Implementing custom stateful transforms¶
You can either implement the above interface directly, or leverage the
stateful_transform
decorator provided by Formulaic, which then also updates
your function into a single dispatch function, allowing multiple implementations
that depend on the currently materialized type. A simple centering example is
explored below.
import numpy
from formulaic.transforms import stateful_transform
@stateful_transform
def center(data, _state=None, _metadata=None, _spec=None):
print("state", _state)
print("metadata", _metadata)
print("spec", _spec)
if "mean" not in _state:
_state["mean"] = numpy.mean(data)
return data - _state["mean"]
state = {}
center(pandas.Series([1,2,3]), _state=state)

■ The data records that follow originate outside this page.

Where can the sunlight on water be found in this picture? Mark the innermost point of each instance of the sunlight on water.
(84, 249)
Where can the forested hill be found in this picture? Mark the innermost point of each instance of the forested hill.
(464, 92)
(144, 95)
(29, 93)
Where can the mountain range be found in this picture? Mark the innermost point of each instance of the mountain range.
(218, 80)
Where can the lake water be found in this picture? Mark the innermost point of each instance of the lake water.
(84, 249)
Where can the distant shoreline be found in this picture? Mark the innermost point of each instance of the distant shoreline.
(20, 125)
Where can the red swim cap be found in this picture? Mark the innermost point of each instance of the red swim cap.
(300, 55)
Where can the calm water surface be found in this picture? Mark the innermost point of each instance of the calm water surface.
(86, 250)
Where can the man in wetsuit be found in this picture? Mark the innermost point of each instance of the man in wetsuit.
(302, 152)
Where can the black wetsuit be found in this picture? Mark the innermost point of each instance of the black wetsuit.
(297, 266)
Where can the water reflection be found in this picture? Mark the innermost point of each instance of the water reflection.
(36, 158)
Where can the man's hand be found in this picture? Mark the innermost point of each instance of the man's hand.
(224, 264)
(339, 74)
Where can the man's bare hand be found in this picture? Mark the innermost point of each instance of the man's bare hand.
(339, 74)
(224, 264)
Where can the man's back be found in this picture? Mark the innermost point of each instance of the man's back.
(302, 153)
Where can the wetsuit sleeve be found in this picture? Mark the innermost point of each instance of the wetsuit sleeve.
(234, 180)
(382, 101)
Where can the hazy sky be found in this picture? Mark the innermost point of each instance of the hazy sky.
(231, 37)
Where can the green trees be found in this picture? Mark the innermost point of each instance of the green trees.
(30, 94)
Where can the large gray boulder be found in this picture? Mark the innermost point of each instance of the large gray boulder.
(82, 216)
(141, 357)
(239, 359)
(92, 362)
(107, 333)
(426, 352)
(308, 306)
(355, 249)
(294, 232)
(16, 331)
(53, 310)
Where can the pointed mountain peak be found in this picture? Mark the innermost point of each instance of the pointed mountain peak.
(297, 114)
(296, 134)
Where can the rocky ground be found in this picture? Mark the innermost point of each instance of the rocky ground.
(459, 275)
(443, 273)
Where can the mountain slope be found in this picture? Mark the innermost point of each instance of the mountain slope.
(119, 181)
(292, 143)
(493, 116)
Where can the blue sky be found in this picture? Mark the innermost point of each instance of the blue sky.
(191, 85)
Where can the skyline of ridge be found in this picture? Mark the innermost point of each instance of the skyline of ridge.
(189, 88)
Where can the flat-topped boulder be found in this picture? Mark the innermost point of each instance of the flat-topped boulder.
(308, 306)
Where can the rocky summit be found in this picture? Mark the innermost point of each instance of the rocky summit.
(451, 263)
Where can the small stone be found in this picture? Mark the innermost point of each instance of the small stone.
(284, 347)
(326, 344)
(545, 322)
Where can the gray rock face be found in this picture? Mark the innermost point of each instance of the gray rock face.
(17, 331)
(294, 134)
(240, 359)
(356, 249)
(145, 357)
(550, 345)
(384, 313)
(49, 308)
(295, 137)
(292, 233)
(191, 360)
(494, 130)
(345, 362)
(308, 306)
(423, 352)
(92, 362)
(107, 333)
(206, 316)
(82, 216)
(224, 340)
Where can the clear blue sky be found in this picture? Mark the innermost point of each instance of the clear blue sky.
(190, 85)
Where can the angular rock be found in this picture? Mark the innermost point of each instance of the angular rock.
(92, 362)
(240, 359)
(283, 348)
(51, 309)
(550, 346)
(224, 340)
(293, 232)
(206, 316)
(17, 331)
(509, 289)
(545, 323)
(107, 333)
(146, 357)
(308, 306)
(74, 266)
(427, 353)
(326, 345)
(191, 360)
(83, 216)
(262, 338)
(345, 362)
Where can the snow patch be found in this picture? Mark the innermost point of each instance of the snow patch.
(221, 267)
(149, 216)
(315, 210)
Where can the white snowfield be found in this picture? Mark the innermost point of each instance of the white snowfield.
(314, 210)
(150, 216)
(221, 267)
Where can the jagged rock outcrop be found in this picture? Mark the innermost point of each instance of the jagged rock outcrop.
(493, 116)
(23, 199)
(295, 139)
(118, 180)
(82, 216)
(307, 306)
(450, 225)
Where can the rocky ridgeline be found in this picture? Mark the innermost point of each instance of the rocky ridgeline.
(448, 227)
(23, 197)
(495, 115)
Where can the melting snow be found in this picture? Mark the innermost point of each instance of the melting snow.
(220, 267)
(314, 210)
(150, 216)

state {} metadata None spec ModelSpec(formula=, materializer=None, materializer_params=None, ensure_full_rank=True, na_action=<NAAction.DROP: 'drop'>, output=None, structure=None, transform_state={}, encoder_state={})
0 -1.0 1 0.0 2 1.0 dtype: float64
state
{'mean': 2.0}
The mutated state object is then stored by formulaic automatically into the
right context in the appropriate ModelSpec
instance for reuse as necessary.
If you wanted to leverage the single dispatch functionality, you could do something like:
import numpy
from formulaic.transforms import stateful_transform
@stateful_transform
def center(data, _state=None, _metadata=None, _spec=None):
raise ValueError(f"No implementation for data of type {repr(type(data))}")
@center.register(pandas.Series)
def _(data, _state=None, _metadata=None, _spec=None):
if "mean" not in _state:
_state["mean"] = numpy.mean(data)
return data - _state["mean"]
Note
If taking advantage of the single dispatch functionality, it is important that the top-level function has exactly the same signature as the type specific implementations.